Genetic variability in the alpha-synuclein gene and long-term exposure to the pesticide paraquat constitute possible risk factors for sporadic Parkinson's disease. The goal of the present study was to further characterize the effects of paraquat in mice as a model of Parkinson's disease and to determine whether it acted synergistically with alpha-synuclein over-expression to cause nigrostriatal cell death or dysfunction. Paraquat (10 mg/kg i.p.) was administered once a week for 3 weeks to mice over-expressing human alpha-synuclein under the Thy1 promoter and their wild-type littermates. The effect of paraquat on catecholaminergic neurons was reminiscent of that of Parkinson's disease, with preferential loss of dopaminergic neurons in the ventral tier of the substantia nigra pars compacta and loss of tyrosine hydroxylase staining in the locus coeruleus. alpha-Synuclein over-expression did not increase paraquat-induced cell loss, and paraquat did not worsen the behavioral deficits observed in the transgenic mice. However, paraquat markedly increased proteinase-K-resistant alpha-synuclein aggregates in substantia nigra of the transgenic mice. The data further validate the use of paraquat to model Parkinson's disease in mice and show that although paraquat and alpha-synuclein over-expression act synergistically to increase protein aggregation in vivo, this interaction does not result in short-term neuroprotection or increased vulnerability of nigrostriatal neurons.

Fig. 1

Behavioral assessment before and after administration of saline (grey bars) or paraquat (black bars) in WT and α-synuclein over-expressing mice (Thy1-aSYN). A: Errors per step on the challenging Beam.

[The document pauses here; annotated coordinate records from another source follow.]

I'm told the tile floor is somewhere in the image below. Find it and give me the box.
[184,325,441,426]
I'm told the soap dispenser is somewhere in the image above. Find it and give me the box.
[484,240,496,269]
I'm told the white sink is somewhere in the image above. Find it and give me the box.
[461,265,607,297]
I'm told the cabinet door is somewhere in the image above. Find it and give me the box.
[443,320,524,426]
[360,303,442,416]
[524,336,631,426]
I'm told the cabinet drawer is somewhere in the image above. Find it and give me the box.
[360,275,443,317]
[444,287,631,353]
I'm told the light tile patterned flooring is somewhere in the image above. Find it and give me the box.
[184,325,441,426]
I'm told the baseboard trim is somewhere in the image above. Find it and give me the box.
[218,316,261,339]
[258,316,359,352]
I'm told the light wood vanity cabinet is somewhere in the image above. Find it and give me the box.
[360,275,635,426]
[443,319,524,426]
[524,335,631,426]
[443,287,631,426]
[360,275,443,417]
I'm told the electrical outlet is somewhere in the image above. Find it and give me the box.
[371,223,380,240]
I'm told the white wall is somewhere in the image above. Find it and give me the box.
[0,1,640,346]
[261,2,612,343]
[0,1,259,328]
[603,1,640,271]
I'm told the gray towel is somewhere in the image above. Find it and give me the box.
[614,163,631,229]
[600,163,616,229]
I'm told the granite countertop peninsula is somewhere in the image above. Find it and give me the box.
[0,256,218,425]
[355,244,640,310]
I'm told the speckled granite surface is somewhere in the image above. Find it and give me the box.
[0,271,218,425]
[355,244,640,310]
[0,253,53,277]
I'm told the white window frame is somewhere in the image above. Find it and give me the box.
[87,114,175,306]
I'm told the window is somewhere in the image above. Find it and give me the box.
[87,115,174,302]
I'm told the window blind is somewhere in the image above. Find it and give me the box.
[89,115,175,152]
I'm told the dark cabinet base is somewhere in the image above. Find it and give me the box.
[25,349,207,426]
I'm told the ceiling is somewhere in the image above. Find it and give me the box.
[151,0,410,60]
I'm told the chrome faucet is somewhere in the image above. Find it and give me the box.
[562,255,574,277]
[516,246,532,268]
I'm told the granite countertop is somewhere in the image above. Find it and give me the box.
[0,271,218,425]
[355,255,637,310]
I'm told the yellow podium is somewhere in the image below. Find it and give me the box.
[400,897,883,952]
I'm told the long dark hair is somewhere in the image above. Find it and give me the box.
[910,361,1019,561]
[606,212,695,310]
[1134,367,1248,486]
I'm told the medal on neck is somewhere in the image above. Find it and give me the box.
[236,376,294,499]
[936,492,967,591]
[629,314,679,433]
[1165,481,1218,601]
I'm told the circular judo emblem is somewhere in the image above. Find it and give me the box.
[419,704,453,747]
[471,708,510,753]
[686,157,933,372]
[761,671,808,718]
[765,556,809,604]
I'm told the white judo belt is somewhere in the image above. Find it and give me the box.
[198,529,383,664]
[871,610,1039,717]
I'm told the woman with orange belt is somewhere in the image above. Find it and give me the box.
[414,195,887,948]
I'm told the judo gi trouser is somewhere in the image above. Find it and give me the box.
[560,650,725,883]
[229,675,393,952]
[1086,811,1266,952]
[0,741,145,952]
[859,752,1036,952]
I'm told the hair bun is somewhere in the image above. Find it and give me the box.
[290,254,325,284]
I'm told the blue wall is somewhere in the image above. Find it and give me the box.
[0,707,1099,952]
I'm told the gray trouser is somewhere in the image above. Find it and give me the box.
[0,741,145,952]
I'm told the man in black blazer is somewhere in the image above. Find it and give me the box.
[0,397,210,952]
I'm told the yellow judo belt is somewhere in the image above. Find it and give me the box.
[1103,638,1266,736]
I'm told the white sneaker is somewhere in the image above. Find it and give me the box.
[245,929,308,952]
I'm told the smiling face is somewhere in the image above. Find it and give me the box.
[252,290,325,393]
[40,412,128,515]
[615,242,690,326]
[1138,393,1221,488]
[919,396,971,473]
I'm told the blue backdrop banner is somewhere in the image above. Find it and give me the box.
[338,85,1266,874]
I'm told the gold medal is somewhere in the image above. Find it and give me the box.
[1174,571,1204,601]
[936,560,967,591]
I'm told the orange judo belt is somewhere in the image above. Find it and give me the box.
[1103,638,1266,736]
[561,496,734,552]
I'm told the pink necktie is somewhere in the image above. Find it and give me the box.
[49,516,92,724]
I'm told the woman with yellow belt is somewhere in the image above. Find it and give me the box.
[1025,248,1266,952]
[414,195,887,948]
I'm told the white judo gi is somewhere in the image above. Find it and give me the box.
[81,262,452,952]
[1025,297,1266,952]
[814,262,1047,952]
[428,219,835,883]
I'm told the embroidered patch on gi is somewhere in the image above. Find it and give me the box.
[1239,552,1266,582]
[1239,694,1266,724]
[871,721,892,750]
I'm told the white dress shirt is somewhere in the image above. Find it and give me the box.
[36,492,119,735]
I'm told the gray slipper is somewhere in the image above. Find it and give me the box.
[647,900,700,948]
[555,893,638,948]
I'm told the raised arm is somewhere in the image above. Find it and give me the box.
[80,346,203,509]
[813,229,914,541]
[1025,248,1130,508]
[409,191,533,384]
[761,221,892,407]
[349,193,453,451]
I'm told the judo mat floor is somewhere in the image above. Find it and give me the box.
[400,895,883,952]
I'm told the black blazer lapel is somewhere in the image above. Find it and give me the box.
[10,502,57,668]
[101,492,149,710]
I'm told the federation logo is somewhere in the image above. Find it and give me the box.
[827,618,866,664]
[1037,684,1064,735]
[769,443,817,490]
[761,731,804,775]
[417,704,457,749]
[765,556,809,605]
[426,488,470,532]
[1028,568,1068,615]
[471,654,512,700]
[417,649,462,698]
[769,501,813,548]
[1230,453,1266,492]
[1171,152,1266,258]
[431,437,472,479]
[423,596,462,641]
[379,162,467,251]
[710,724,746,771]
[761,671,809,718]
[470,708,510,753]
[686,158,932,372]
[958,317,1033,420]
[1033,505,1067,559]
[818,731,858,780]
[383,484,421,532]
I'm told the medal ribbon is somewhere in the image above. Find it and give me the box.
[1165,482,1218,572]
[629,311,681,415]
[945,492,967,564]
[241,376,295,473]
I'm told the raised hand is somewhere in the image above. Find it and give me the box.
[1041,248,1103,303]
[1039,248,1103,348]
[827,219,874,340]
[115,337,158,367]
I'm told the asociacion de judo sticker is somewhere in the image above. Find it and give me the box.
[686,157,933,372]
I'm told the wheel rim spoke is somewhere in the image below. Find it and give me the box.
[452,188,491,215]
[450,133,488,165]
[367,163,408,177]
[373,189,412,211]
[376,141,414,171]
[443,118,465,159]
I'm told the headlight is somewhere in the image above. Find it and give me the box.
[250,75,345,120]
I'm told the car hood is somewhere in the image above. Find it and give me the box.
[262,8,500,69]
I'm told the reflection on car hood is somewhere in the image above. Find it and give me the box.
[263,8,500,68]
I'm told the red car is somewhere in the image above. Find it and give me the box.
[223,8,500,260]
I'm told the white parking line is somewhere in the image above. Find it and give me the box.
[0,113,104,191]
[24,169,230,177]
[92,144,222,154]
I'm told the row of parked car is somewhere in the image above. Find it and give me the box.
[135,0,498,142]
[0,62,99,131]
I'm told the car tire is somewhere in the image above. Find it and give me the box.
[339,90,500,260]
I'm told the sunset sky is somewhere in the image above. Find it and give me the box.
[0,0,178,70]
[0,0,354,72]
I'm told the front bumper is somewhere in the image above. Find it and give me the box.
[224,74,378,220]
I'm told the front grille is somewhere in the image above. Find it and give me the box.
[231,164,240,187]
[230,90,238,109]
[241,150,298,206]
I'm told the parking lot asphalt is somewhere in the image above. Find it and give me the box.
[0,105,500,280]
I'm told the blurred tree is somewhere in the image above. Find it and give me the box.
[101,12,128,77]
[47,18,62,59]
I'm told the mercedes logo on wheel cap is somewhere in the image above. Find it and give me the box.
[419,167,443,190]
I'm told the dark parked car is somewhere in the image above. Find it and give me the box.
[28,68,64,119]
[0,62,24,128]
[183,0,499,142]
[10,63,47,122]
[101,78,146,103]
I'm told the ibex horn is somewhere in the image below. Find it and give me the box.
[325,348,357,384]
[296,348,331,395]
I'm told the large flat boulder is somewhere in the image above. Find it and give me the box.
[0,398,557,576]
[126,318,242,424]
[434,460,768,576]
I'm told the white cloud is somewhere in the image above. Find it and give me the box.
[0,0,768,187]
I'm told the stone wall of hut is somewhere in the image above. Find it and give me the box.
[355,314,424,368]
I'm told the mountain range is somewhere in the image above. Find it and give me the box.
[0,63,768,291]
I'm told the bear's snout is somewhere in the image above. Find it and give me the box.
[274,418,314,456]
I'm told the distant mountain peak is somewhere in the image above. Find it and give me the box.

B, C: Time to orient downward (T-Turn, B) and descend (T-Total, C) on the pole test. #, P < 0.01 compared with WT mice using two-way ANOVA with repeated measures followed by Fisher’s LSD test, n = 6–7 mice per group.

Fig. 2

Stereological counting of TH-IR neurons in the substantia nigra after administration of saline (grey bars) or paraquat (black bars) in WT and α-synuclein over-expressing mice (Thy1-aSYN). A: Illustration of subregions (white dashed lines) defined within the SNc (bold line). B: Stereological estimate in the whole SNc. C: Stereological estimate in the lateral part of the SNc. D: stereological estimate in the medial part of the SNc. E: Stereological estimate in the ventral part of the SNc. *, P < 0.05, #, P < 0.01 compared with corresponding saline group, using two-way ANOVA followed by Fisher’s LSD test, n = 6–7 mice per group. Scale bar = 200 µm.

Fig. 3

Stereological estimate of the number of TH-IR neurons (A) and Nissl stained neurons (B) in the locus coeruleus after administration of saline (grey bars) or paraquat (black bars) in WT and α-synuclein over-expressing mice (Thy1-aSYN). #, P < 0.01 compared with corresponding saline group, using two-way ANOVA followed by Fisher’s LSD test, n = 6–7 mice per group. Representative histological images of the locus coreuleus in saline-treated wild-type (C) or Thy1-aSYN mice (D) and paraquat-treated wild-type (E) and Thy1-aSYN mice (F). Scale bar = 200 µm.

Fig. 4

Proteinase-K-resistant α-synuclein immunoreactive inclusions in the substantia nigra of a saline-treated (A) and paraquat-treated (B) Thy1-aSYN mouse. C: Increased the number of inclusions after administration of paraquat (black bar) compared with saline (grey bar). *, P < 0.001 compared with saline using student t-test, n = 6–7 mice per group. Scale bar = 20 µm.